Description
Decadent no-bake Nutter Butter Pie with a creamy peanut butter filling and an optional whipped cream topping. A peanut butter lover’s dream!
Ingredients
Scale
- 1 ½ cups Nutter Butter cookies, finely crushed (about 36 cookies)
- 5 tablespoons unsalted butter, melted
- 2 tablespoons granulated sugar
- 8 ounces cream cheese, softened
- 1 cup creamy peanut butter
- 1 cup powdered sugar
- ½ cup heavy cream
- 1 teaspoon vanilla extract
- Pinch of salt
- ½ cup heavy cream
- 2 tablespoons powdered sugar
- ¼ teaspoon vanilla extract
- Mini Nutter Butter cookies, for garnish
- Chopped peanuts, for garnish
- Chocolate syrup, for drizzling
Instructions
- Crush Nutter Butter cookies into fine crumbs using a food processor or a zip-top bag and rolling pin.
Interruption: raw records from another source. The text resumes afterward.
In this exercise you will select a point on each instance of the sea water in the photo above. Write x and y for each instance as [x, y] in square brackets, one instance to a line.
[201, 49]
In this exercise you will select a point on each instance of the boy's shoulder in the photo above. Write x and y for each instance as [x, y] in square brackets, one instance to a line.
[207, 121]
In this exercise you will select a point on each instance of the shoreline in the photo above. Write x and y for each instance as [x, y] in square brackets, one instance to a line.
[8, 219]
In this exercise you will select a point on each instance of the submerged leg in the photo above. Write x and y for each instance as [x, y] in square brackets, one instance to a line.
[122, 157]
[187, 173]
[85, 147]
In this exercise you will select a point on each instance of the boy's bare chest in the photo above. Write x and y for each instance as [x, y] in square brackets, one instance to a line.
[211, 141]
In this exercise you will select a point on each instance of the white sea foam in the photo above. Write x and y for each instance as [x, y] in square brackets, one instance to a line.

- In a medium bowl, combine crushed cookies, melted butter, and granulated sugar. Mix well.
- Press the crumb mixture into a 9-inch pie plate, covering the bottom and sides.
- Refrigerate the crust for at least 30 minutes (or bake at 350°F (175°C) for 8-10 minutes for a firmer texture).
- In a large bowl, beat softened cream cheese until smooth.
- Add peanut butter and beat until fully incorporated.
- Gradually add powdered sugar, beating on low speed until smooth.
- Pour in heavy cream and vanilla extract. Beat on medium speed until light and fluffy.
- Add a pinch of salt and mix until combined.
- Pour the peanut butter filling into the chilled crust, spreading evenly.
- Cover and refrigerate for at least 4 hours, or preferably overnight.
- In a chilled bowl, combine heavy cream, powdered sugar, and vanilla extract. Beat until stiff peaks form.
- Spread whipped cream (if using) over the pie.
- Garnish with mini Nutter Butter cookies, chopped peanuts, and chocolate syrup.
- Slice and serve chilled.
Notes
- Cookie Crust Variations: Try Oreos, graham crackers, or shortbread cookies for the crust.
- Peanut Butter Options: Use creamy or chunky peanut butter.
- Chocolate Lovers: Add a layer of melted chocolate to the bottom of the crust or swirl it into the filling.
- Make it Vegan: Use vegan Nutter Butter cookies, vegan cream cheese, and vegan butter. Use coconut cream instead of heavy cream.
- Freezing Instructions: Freeze for up to 2 months, wrapped tightly. Thaw in the refrigerator overnight.
- No-Bake Option: This is a no-bake pie.
- Adjusting Sweetness: Reduce the amount of powdered sugar if desired.
- Serving Suggestions: Serve with vanilla ice cream or whipped cream.
- Storage Instructions: Store leftover pie in the refrigerator, covered, for up to 3-4 days.